STATE OF NEW YORK
DIVISION OF HOUSING AND COMMUNITY RENEWAL
OFFICE OF RENT ADMINISTRATION
92-31 UNION HALL
JAMAICA, NY 11433
IN THE MATTER OF THE ADMINISTRATIVE ADMINISTRATIVE REVIEW
APPEAL OF DOCKET NO.: CE410073RO
M. J. Raynes Inc.,
DOCKET NO.: AF410111OR
ORDER AND OPINION DENYING PETITION FOR ADMINISTRATIVE REVIEW
On May 27, 1988, the above-named petitioner-owner filed a petition
for administrative review (PAR) of an order issued on April 22,
1988, by the Rent Administrator, concerning the housing
accommodation known as 44 West 62nd Street, Apt. 26-E, New York,
N.Y., wherein the Administrator determined that the owner's
application for rent restoration should be denied based upon the
owner's failure to keep an appointment with the DHCR inspector.
The Commissioner has reviewed all of the evidence in the record and
has carefully considered that portion of the record relevant to the
order issued by the administrative appeal.

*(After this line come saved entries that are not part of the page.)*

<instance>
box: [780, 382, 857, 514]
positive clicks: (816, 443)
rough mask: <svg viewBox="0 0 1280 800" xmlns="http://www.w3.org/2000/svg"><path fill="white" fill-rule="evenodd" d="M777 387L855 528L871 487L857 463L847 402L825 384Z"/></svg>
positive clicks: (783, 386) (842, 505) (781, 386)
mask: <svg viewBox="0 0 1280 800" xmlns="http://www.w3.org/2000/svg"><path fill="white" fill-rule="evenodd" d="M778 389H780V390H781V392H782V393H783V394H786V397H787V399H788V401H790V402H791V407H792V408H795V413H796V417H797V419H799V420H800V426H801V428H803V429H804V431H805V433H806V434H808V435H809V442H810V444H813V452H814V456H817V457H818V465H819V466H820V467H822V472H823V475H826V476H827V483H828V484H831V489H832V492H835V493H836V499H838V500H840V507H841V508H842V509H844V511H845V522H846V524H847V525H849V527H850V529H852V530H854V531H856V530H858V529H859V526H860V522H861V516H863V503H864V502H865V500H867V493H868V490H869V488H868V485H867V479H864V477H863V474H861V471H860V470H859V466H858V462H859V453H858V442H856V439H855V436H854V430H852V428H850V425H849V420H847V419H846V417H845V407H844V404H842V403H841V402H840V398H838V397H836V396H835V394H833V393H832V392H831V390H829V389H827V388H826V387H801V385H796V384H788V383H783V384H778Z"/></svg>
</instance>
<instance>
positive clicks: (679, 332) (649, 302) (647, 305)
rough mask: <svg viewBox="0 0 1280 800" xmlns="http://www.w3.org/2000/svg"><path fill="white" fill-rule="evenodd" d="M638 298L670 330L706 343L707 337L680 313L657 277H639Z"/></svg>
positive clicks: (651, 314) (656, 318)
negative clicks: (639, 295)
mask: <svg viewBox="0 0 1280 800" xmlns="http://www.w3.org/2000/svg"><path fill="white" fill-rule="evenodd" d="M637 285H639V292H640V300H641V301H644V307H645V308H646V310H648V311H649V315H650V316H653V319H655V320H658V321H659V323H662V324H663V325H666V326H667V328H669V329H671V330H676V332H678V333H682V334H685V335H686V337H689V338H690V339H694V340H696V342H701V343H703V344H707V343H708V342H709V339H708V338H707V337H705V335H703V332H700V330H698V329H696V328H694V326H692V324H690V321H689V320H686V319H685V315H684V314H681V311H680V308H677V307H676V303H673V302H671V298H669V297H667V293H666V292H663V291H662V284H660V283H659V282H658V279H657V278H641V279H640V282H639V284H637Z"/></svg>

The issue herein is whether the Rent Administrator properly denied
the owner's application for rent restoration.
On April 2, 1987, the owner refiled a completed application for
rent restoration alleging that it has been unable to restore the
services which were the subject of the rent reduction order, dated
January 21, 1986, under Docket Nos. L000419 and LS003044S because
the tenants have been uncooperative.
In answer to the application, the tenants denied that they have
been uncooperative but stated that they wanted the apartment
painted in the same manner as on two previous occasions and that
they wanted the wooden floors replaced before the apartment is
A physical inspection was conducted on November 13, 1987. The
inspector reported that not all repairs had been completed. Among
other things, the inspector noted that there were loose wooden
floor tiles in the dining room and that, according to the tenants,
the apartment had not been painted since 1981.
Because of the owner's allegations regarding no access, a Notice of
Inspection (for access) was sent to the owner's attorney and tenant
for an inspection scheduled for January 27, 1988. The inspector
reported that the tenants were present but the owner or his
representative were not. The tenants showed the inspector a letter
they had received from the owner stating that repairs would begin
on February 2, 1988.
On March 22, 1988, the tenants were asked by the Administrator if
the apartment had been painted. They responded that the apartment
has not been painted since 1981.
The Rent Administrator issued the order appealed herein denying the
owner's application because the owner failed to keep the
appointment with the DHCR inspector.
On appeal, the petitioner-owner asserted, in pertinent part, that
the tenant has consistently refused to provide reasonable access to
the subject apartment and that proper inspection notice was not
extended to the owner or its representatives.
The petition was served on the tenants on July 7, 1988, and on July
26, 1988, the tenants filed an answer to the petition stating that
they were not denying reasonable access to the owner, but that
there was a difference of opinion between the parties as to exactly
what service deficiencies were to be corrected by the owner.
After a careful consideration of the entire evidence of record, the
Commissioner is of the opinion that the administrative appeal
should be denied.
The record shows that the DHCR mailed a properly addressed, (no
access) Notice of Inspection, dated January 19, 1988, to the tenant
and the owner's attorney advising the parties to be present at an
inspection of the subject apartment on January 27, 1988. The
Notice of Inspection contained the following statement:
Failure of the owner and/or his repair person(s) to be
present and ready to attend to repairs and/or restore
services, or failure of the tenant to keep this
appointment will result in a determination based solely
on the evidence presently in the record.
At the time of the inspection, the tenants were present but neither
the owner nor its representative appeared.
The Commissioner has considered the petitioner's claim that the
DHCR inspection notice was inadequate and finds this argument to be
without basis. It is fundamental that letters or notices properly
addressed and mailed post-paid are presumed to have reached their
destination and to have been delivered in due course.
The Commissioner notes that the petitioner argued on appeal
(paragraph 7) that no legal requirement existed for the owner or
its representatives to be present at the inspection, but this
reasoning is fallacious given the fact that the scheduled
inspection was a no-access inspection and that the owner has
consistently raised the no-access issue as a basis for its failure
to make all repairs.
Accordingly, the Commissioner finds that the Administrator properly
based his determination on the entire record, and that the
Administrator properly denied the owner's rent restoration
application upon determining that the owner failed to keep the
appointment with the DHCR inspector.
THEREFORE, in accordance with the provisions of the Rent
Stabilization Law and Code, it is
ORDERED, that this petition be, and the same hereby is, denied, and
that the Administrator's order be, and same hereby is, affirmed.